Anche il pane spesso è troppo morbido e ricco di acqua, cosa che lo rende più difficilmente digeribile rispetto ad un pane con la crosta. Un pane dalla consistenza più dura, anche integrale, meglio se con la presenza di svariati tipi di semi interi e ben visibili, sarebbe l’ideale per avere un pasto ancora più completo, digeribile, bilanciato e sano.
Un’accortezza che bisogna avere è cercare di masticare bene e mangiare il panino lentamente: infatti l’hamburger è un pasto che si presta ad essere consumato troppo alla svelta, penalizzandone la digeribilità.
Il classico hamburger di carne rossa può essere inserito tranquillamente nel nostro menu una volta a settimana. L’hamburger di bovino per eccellenza si ottiene dai tagli della spalla con aggiunta della pancia per arricchire il sapore con un po’ di grasso, perché in effetti l’hamburger più gustoso e morbido contiene dal 12 al 15 % di grassi che in cottura in parte si disperdono. Per chi invece vuole fare una scelta più light, i tagli da scegliere sono quelli del posteriore, tagli con un contenuto in lipidi non superiore al 5%.
Via libera a piastre, griglie o padelle ben calde, ma non tutti sanno che per la cottura perfetta bisogna evitare di usare olio e lasciare la carne 10 minuti a temperatura ambiente prima di metterla sul fuoco per scongiurare che l’interno resti freddo.
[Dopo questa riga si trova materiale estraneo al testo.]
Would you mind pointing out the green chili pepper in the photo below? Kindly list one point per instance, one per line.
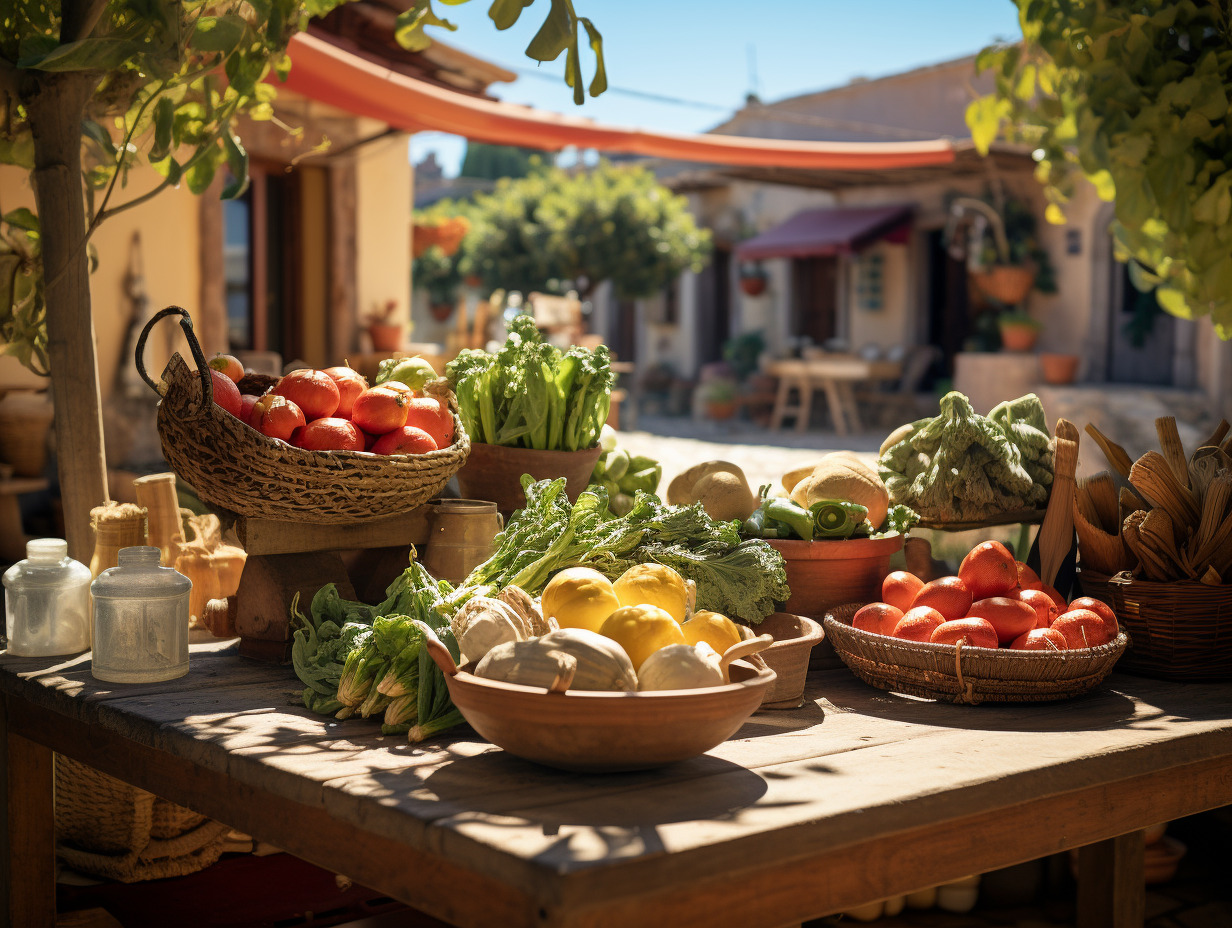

L’hamburger, poi, vuole una cottura serena, e se a guidare la scelta fra ben cotta o al sangue è solo il gusto, sul metodo non si transige: la carne non va assolutamente girata e rigirata in continuazione, bastano dai 2 ai 4 minutiper lato.
Trucco da chef per azzeccare il momento della giravolta? Osservare il bordo: quando la metà dello spessore avrà cambiato colore è ora di cuocere l’altro lato. Vietatissimo, infine, forare la carne con una forchetta, il risultato sarebbe quello di farle perdere preziosi succhi in cottura. Sempre valido il consiglio di non bruciare le superfici dei nostri medaglioni.